To truly understand the dynamics of the proteome in a living cell, protein turnover and protein mobility must both be assessed. Typically this would require more than one method, but a new type of fluorescent protein timer now makes it possible to jointly follow turnover and movement.

Fluorescent timer proteins were introduced more than a decade ago; the original timers were fluorescent proteins that changed color over time—for example, from green to red. But technical issues have limited their widespread use.

Michael Knop and Elmar Schiebel of the University of Heidelberg and their colleagues now describe 'tandem' fluorescent timers, or tFTs, based on a fusion of two different colored fluorescent proteins. The two main requirements for constructing a tFT are that the fluorescent proteins have well-separated emission spectra and that they become fluorescent with different and well-characterized kinetics. The timer is attached to a protein of interest, whose communal age after translation can be determined by the ratio of the intensities of the two fluorescent moieties. The tFT concept is modular, allowing a variety of timers from fluorescent proteins with well-established properties to be constructed.

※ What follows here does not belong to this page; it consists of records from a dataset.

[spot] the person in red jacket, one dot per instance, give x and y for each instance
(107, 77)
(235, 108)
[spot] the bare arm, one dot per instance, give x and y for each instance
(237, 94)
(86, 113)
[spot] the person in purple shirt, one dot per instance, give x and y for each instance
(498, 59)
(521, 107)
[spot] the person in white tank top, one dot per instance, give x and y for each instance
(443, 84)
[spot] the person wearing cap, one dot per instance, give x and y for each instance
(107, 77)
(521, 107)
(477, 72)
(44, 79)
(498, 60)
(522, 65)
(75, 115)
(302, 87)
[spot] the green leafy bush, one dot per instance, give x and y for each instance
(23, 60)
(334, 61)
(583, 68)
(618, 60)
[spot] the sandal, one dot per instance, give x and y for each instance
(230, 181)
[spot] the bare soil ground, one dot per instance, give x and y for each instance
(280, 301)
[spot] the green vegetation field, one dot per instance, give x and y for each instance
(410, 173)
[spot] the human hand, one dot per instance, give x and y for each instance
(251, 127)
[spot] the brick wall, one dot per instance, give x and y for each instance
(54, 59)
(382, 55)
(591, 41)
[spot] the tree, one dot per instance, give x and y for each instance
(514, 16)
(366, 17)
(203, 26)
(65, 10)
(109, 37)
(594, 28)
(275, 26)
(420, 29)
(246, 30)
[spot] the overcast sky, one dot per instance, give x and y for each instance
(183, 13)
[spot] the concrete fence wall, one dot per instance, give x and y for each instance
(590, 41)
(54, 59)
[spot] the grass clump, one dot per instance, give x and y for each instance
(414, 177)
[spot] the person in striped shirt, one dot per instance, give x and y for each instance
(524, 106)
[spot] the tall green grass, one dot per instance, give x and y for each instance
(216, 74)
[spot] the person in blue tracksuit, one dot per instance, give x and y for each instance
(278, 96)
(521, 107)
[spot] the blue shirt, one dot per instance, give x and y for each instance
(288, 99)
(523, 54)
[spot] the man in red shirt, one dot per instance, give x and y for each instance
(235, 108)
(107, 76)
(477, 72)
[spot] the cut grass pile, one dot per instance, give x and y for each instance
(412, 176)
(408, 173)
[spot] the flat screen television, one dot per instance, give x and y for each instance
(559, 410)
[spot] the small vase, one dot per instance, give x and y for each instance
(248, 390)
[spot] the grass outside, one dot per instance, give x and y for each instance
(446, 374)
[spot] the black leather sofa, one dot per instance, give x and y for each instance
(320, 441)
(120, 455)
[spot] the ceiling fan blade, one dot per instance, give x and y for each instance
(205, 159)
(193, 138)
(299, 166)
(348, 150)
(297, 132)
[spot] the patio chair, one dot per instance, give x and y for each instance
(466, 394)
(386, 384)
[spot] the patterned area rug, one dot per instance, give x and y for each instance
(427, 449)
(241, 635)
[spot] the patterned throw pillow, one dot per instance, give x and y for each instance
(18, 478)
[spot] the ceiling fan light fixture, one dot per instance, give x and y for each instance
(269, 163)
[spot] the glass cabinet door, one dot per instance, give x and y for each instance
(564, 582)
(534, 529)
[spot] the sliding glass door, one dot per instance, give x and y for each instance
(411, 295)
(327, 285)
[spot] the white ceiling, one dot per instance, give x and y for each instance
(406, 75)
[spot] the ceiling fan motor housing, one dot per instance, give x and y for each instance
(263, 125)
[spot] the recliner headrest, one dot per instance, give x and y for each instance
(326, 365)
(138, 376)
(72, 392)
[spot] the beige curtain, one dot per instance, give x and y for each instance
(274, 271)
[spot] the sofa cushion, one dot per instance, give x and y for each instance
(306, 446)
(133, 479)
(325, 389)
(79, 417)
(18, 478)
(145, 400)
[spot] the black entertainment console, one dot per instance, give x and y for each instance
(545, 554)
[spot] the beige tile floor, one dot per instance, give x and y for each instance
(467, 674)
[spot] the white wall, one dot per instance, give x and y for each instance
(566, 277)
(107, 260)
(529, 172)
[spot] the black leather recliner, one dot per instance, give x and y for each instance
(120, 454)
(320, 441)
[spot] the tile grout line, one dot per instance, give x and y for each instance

The Knop-Schiebel team designed timers made from the monomeric red fluorescent protein mCherry and a monomeric superfolder green fluorescent protein, sfGFP. mCherry has a maturation half-time of about 40 minutes, whereas sfGFP becomes fluorescent much faster, on the order of a few minutes. The construct therefore is mostly green right after synthesis but slowly becomes red over time.

The researchers showed a variety of uses for the mCherry-sfGFP tFT, which ranged from looking at how spindle pole bodies and nuclear pore complex components are inherited during mitosis in budding yeast, to performing a high-throughput screen to identify regulators of protein turnover. The mCherry-sfGFP tFT was useful for following proteins with half-lives between about 10 minutes and 8 hours. Given their modular design, tFTs could be constructed using faster- or slower-maturing red fluorescent proteins to report on fast events, such as transcriptional bursts, or slow events, such as differentiation.

By combining tFTs with genome-wide protein tagging, protein dynamics could be systematically analyzed across the proteome.